Vedo che nel lontano 1999 recensii proprio su queste pagine l’album che stilisticamente è il predecessore più antico di “Simple Songs”. Affermare che “Eureka” (titolo che coincideva con la reazione che in molti avevano ascoltandolo) inaugurava un nuovo filone nella produzione solistica di Jim O’Rourke (uno che prima di quel disco era stato metà dei Gastr Del Sol e dopo e per sei anni è stato il quinto Sonic Youth) sarebbe purtroppo un’esagerazione. Dopo avergli dato piuttosto rapidamente un fratellino nel 2001 con il parimenti acclamato “Insignificance” l’artista chicagoano ci ha difatti fatto attendere quest’altra manciata (otto, per complessivi 37’33”) di “canzoni semplici” fino a oggi. Non che sia rimasto con le mani in mano nel frattempo. Solo, si è al solito dedicato a tutte le sue altre molteplici passioni e stiamo parlando di uno che ha una formazione accademica ma ama trafficare con improv e noise, elettronica e avanguardie, che è stato il produttore più richiesto del post-rock, ha resuscitato i Faust e collaborato con gli Wilco e giusto con costoro si avvicinava alla fruibilità delle sue – ahinoi – rare escursioni nel mondo del pop più nobile. Tanto più preziose perché disperse in un catalogo di consistenza abnorme. Pensate che già all’altezza del sunnominato “Eureka” (il Nostro non aveva che trent’anni) contava un centoventi articoli e immaginate a quanti può essere arrivato oggi.

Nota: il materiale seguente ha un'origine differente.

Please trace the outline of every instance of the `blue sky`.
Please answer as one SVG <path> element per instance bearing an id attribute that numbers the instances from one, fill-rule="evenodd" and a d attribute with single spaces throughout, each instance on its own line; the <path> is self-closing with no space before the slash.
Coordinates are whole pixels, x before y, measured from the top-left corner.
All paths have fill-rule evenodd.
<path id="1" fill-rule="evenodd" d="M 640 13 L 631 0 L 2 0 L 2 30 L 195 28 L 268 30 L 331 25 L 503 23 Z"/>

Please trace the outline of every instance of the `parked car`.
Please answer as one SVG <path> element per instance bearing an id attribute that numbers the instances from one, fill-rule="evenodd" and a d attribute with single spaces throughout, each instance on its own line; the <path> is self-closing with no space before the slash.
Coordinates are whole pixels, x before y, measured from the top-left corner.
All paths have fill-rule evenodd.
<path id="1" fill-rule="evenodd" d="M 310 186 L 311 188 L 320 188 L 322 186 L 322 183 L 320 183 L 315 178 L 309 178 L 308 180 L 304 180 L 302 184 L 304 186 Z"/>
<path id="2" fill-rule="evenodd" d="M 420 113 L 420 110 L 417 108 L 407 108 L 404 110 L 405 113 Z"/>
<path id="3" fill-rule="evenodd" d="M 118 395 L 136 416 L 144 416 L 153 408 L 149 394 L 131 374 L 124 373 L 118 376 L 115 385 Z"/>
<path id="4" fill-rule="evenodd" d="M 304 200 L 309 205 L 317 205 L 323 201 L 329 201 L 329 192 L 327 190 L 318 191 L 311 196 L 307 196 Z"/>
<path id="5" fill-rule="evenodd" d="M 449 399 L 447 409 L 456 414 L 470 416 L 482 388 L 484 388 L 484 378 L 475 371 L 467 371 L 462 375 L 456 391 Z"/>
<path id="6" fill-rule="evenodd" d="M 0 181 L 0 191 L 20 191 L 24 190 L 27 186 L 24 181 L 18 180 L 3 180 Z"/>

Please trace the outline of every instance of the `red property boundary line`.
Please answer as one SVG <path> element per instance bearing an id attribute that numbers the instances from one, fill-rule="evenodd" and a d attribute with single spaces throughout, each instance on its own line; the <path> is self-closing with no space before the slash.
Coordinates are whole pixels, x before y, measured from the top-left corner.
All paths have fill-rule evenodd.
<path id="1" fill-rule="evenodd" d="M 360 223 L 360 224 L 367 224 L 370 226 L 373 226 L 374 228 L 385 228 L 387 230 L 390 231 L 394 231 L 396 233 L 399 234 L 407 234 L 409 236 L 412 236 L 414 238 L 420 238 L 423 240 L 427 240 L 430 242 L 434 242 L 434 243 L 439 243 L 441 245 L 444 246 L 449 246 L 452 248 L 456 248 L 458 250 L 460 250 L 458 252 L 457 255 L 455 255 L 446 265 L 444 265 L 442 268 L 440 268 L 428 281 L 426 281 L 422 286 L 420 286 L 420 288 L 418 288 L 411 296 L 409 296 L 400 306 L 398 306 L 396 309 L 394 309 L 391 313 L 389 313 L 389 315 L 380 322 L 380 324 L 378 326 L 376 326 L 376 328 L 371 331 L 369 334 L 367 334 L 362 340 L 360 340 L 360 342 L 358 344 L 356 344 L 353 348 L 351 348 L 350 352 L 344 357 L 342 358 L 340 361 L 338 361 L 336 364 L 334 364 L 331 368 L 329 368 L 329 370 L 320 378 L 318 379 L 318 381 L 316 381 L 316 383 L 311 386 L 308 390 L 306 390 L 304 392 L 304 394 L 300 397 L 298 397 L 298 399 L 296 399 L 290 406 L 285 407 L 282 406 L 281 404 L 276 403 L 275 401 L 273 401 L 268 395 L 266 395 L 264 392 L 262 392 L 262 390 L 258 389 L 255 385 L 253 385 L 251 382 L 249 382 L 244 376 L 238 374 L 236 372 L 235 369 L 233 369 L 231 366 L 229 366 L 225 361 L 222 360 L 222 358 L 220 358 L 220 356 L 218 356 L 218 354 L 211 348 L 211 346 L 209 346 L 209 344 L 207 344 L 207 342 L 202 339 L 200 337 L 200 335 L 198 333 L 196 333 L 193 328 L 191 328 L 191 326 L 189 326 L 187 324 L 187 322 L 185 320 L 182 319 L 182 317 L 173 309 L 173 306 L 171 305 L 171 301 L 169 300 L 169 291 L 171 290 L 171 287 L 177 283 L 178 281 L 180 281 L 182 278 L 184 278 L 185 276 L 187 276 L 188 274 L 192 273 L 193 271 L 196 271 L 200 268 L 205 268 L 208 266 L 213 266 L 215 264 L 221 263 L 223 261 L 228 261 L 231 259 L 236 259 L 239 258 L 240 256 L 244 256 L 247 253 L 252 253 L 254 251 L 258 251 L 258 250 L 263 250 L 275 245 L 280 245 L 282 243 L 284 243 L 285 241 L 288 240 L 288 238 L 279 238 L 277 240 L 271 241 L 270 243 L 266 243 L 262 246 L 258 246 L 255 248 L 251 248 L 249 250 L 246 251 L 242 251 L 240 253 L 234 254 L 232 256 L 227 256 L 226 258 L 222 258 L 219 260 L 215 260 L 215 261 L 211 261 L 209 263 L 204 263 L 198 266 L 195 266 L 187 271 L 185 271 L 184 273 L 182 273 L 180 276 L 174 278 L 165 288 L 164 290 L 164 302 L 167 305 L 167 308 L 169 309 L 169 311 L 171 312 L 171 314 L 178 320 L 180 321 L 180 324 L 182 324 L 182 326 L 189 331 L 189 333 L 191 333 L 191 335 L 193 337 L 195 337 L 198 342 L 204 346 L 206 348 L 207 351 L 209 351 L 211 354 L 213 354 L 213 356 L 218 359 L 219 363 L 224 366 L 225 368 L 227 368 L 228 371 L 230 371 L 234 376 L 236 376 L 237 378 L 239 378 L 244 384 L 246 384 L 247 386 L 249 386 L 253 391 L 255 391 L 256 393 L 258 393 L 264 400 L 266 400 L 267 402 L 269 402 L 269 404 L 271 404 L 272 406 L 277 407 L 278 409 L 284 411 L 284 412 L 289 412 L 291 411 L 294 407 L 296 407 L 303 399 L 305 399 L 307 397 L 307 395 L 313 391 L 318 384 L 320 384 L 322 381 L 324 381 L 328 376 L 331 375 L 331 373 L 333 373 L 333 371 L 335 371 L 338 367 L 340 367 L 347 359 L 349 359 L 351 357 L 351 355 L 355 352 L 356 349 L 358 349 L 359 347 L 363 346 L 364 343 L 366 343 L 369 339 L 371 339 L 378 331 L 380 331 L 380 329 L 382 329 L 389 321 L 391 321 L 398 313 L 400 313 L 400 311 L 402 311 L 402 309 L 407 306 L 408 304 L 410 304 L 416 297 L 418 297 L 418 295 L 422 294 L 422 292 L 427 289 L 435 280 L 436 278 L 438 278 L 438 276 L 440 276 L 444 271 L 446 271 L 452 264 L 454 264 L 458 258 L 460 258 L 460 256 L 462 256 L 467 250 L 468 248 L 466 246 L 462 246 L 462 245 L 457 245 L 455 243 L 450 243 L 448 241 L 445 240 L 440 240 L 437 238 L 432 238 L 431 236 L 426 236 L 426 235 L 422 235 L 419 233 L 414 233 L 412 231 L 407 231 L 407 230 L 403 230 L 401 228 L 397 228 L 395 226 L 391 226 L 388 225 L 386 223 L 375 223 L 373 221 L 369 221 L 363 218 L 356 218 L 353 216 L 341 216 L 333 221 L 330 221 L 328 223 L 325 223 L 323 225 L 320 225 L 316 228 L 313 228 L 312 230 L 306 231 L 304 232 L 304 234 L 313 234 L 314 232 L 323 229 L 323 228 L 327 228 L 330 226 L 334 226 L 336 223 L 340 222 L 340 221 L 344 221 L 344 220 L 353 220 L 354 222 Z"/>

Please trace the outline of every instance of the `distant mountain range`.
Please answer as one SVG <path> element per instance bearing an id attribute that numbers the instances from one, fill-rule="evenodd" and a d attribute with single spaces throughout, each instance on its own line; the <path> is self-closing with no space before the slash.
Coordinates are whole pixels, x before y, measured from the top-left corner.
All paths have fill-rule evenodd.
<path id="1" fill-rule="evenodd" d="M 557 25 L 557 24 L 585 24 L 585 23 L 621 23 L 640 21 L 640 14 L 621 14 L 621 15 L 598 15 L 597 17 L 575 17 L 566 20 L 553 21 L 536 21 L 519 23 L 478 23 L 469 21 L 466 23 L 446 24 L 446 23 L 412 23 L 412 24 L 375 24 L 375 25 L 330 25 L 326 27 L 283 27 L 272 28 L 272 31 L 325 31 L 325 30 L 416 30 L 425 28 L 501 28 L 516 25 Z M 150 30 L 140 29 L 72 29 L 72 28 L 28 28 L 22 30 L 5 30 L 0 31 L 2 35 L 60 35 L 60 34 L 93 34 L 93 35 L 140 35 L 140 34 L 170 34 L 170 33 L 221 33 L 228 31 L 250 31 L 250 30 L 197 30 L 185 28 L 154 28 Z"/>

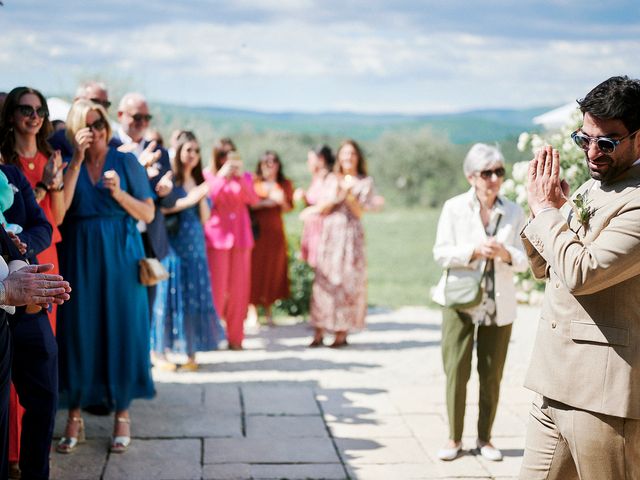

Le “canzoni semplici” in realtà semplici non sono affatto ma immensamente godibili sì. Immaginatevi un Robert Wyatt ibridato con Van Dyke Parks, fantasticate più in generale di una Canterbury di oltre Atlantico – e dunque impregnata di Americana, ma pure pronta a fare i conti con Burt Bacharach come con Randy Newman – ed ecco: è parte di quanto è raccolto in questo piccolo scrigno di grandi meraviglie.
Pubblicato per la prima volta su “Audio Review”, n.365, luglio 2015.